Huadong Guo, co-presidente do Simpósio 2: Mudanças Climáticas e Segurança Alimentar | Foto: Mario Marques
O simpósio sobre inteligência artificial trouxe debates desafiadores: o uso governamental da IA em um contexto que exige regulações; regras para instituições de pesquisa; a falta de confiabilidade dos modelos de linguagem em transmitir informações factuais; e o papel das ideias filosóficas no entendimento dos impactos da tecnologia sobre o trabalho científico.
Um dos painelistas, Tshilidzi Marwala, da África do Sul — reitor da Universidade das Nações Unidas no Japão e subsecretário-geral da ONU — destacou que os referenciais éticos da IA devem derivar da Declaração Universal dos Direitos Humanos, pois as decisões políticas frequentemente envolvem dilemas de valor.
Tshilidzi Marwala, no simpósio sobre Inteligência Artificial | Foto: Mario Marques
“A IA precisa ser transparente, precisa ser segura; mas o que não se conta é que a transparência vem às custas da segurança”, explicou Marwala. “Se você a torna transparente, ela fica menos segura. E decidir quanta transparência se pode sacrificar em prol da segurança é, na verdade, um problema de valores.”
O segundo simpósio abordou as conexões entre mudanças climáticas e segurança alimentar, destacando como as mudanças no clima estão ameaçando a Floresta Amazônica, que hoje enfrenta quatro vezes mais secas do que nos anos 1990. Foram discutidas ainda as alterações nos padrões de chuva, essenciais para a agricultura e produção de alimentos.

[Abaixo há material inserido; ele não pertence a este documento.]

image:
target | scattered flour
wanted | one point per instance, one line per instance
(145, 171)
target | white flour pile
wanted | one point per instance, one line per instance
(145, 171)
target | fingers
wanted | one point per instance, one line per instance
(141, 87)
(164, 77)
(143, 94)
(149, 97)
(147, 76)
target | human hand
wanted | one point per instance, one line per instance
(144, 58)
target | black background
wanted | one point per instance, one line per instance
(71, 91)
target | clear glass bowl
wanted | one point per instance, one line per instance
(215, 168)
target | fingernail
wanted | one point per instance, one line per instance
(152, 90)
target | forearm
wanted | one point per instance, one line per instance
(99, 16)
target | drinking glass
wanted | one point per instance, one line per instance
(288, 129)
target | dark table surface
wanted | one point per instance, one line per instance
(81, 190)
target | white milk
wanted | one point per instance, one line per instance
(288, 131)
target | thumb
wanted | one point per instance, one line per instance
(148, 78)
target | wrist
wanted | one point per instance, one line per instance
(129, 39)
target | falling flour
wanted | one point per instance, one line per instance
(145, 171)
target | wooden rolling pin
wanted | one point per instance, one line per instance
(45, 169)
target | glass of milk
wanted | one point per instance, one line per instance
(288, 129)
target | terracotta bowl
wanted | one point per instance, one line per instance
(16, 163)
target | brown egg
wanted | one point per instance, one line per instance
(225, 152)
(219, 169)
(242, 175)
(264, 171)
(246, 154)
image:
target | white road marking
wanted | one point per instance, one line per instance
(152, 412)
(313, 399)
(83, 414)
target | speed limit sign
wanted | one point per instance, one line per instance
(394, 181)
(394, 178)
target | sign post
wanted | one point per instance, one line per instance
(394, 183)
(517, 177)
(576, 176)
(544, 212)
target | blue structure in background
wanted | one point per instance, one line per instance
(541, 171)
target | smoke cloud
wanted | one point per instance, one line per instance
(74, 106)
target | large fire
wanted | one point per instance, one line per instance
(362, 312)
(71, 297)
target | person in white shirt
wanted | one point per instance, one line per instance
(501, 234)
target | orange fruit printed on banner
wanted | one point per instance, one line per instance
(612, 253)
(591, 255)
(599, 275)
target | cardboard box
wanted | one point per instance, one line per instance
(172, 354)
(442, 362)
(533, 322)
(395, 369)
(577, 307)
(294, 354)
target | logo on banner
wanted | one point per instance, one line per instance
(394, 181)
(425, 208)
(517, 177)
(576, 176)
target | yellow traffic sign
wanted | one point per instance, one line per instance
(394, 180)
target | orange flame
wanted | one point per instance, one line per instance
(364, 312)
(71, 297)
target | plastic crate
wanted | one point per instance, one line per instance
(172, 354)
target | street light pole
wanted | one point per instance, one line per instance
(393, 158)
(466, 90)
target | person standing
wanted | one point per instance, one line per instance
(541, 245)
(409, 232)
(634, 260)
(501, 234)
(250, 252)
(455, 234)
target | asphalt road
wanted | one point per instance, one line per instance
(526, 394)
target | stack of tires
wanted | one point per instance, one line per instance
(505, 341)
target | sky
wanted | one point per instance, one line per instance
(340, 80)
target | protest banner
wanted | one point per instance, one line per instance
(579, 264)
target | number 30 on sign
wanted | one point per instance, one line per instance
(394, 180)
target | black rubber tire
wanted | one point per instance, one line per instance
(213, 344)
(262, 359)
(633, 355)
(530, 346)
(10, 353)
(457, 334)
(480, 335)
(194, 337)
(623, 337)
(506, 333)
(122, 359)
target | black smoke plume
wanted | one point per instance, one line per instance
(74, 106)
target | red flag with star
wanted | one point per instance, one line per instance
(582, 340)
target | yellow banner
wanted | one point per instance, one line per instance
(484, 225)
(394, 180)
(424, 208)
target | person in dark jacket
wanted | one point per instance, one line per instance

Destaques das apresentações do segundo dia da conferência | Foto: Mario Marques
O vínculo direto entre as duas questões foi ilustrado por Kaveh Zahedi, diretor do Escritório de Mudanças Climáticas, Biodiversidade e Meio Ambiente da FAO. Ele destacou que os extremos climáticos estão se tornando a principal causa da fome no mundo, e em apenas cinco anos o número de pessoas em insegurança alimentar aguda por conta desses extremos se multiplicou por seis. Isso significa que famílias não apenas comem menos, mas também pior, substituindo alimentos nutritivos por opções mais baratas e menos saudáveis.
“Trabalhadores rurais, na linha de frente das mudanças climáticas, têm 35 vezes mais chances de morrer por exposição ocupacional ao calor do que outros trabalhadores”, acrescentou. “Isso provoca também uma queda massiva de produtividade. A crise climática já está reescrevendo o nosso sistema alimentar.”